The servlet filter defined for the context-root filters requests for all the content present in the web root, except the login page or pages mentioned in the web.xml file as "bypass.uri". When the servlet filter receives the request for a resource, it validates the request session ID. If the request session ID is valid, it redirects to the particular resource. If the request session ID is invalid, it redirects to the login page. The servlet filter definition is stored in the web.xml file and url-pattern element contains all the URLs that need filter authentication.

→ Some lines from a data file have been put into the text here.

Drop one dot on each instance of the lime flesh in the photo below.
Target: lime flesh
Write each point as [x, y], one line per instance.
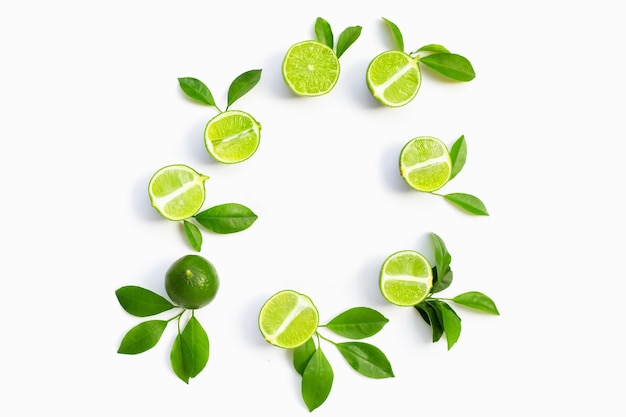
[393, 78]
[232, 136]
[177, 191]
[425, 163]
[288, 319]
[310, 68]
[405, 278]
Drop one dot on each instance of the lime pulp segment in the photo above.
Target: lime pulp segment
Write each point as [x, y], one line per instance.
[177, 191]
[425, 163]
[393, 78]
[288, 319]
[406, 278]
[310, 68]
[232, 136]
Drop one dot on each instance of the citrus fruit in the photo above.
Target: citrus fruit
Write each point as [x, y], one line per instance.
[406, 278]
[393, 78]
[288, 319]
[232, 136]
[191, 282]
[425, 163]
[310, 68]
[177, 191]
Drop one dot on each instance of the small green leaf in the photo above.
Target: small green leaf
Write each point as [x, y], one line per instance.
[347, 38]
[324, 33]
[357, 323]
[226, 218]
[433, 47]
[141, 302]
[302, 354]
[477, 301]
[179, 358]
[366, 359]
[398, 40]
[317, 380]
[196, 338]
[458, 154]
[242, 84]
[439, 283]
[197, 90]
[453, 66]
[430, 316]
[442, 256]
[142, 337]
[194, 236]
[468, 202]
[451, 324]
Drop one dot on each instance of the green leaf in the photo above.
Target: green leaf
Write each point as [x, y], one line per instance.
[324, 33]
[194, 236]
[398, 40]
[477, 301]
[366, 359]
[317, 380]
[190, 351]
[433, 47]
[197, 90]
[302, 354]
[179, 358]
[458, 154]
[141, 302]
[468, 202]
[453, 66]
[226, 218]
[357, 323]
[142, 337]
[242, 84]
[439, 283]
[347, 38]
[430, 316]
[196, 338]
[442, 257]
[451, 324]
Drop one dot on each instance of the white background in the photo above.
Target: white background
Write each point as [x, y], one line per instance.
[91, 107]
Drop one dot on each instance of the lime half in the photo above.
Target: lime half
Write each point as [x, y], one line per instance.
[310, 68]
[288, 319]
[177, 191]
[232, 136]
[393, 78]
[425, 163]
[406, 278]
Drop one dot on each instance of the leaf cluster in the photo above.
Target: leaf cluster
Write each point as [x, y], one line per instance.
[222, 219]
[436, 57]
[198, 91]
[190, 351]
[324, 35]
[467, 202]
[310, 361]
[437, 312]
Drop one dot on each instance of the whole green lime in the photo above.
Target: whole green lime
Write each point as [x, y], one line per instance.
[191, 282]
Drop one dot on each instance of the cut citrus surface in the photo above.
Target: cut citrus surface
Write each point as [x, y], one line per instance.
[425, 163]
[191, 281]
[288, 319]
[232, 136]
[394, 78]
[177, 191]
[310, 68]
[406, 278]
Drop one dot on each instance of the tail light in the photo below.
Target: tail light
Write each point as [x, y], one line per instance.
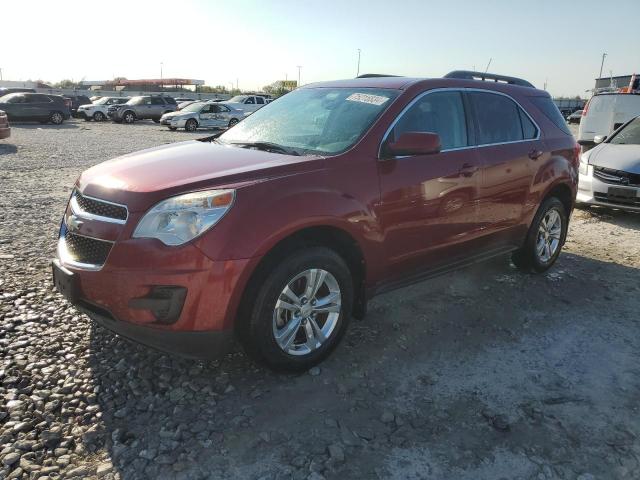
[576, 154]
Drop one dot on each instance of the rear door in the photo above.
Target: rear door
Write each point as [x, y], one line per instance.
[40, 106]
[157, 107]
[429, 202]
[508, 143]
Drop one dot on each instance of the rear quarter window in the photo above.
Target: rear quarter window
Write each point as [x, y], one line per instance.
[550, 110]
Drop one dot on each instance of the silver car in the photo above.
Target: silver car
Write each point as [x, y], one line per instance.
[610, 172]
[202, 115]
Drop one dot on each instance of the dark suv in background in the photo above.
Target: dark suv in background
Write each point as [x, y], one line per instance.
[76, 101]
[281, 228]
[143, 107]
[35, 106]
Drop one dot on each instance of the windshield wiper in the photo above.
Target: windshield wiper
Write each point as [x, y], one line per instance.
[268, 147]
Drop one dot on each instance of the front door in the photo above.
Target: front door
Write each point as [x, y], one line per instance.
[429, 202]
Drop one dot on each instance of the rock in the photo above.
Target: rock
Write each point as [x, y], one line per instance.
[104, 469]
[336, 453]
[387, 417]
[11, 458]
[51, 438]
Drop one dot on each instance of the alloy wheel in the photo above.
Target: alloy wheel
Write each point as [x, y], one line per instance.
[549, 233]
[307, 312]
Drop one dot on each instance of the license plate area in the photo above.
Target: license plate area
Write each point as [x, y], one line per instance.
[66, 282]
[629, 193]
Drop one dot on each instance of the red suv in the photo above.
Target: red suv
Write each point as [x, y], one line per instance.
[280, 229]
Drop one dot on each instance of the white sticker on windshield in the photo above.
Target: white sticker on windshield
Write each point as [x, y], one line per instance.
[367, 98]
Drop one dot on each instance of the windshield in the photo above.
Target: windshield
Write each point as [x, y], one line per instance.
[136, 101]
[193, 107]
[6, 98]
[314, 120]
[629, 135]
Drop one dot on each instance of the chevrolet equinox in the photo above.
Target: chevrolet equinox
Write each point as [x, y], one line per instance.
[280, 229]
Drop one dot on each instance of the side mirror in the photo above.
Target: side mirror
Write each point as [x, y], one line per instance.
[414, 143]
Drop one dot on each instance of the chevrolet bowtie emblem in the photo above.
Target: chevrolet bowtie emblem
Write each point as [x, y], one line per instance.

If you want to add certain URLs for which the filter authentication should not be applied, add a config-param element for each such URL in the web.xml (located inside your EARFILE/WARFILE/WEB-INF) file as follows:
<config-param>
<param-name>bypass.uri.1</param-name>
<param-value>/console/login.jsp</param-value>
</config-param>
<config-param>
<param-name>bypass.uri.2</param-name>
<param-value>/console/start.jsp</param-value>
</config-param>
<config-param>
<param-name>bypass.uri.3</param-name>
<param-value>/console/public/screens</param-value>
</config-param>
where param-value element contains the URI for which you do not want filter authentication.
Also, if you want all the files in a particular folder to be bypassed from filter authentication, specify the folder path from the context root as the bypass URI in the param-value element.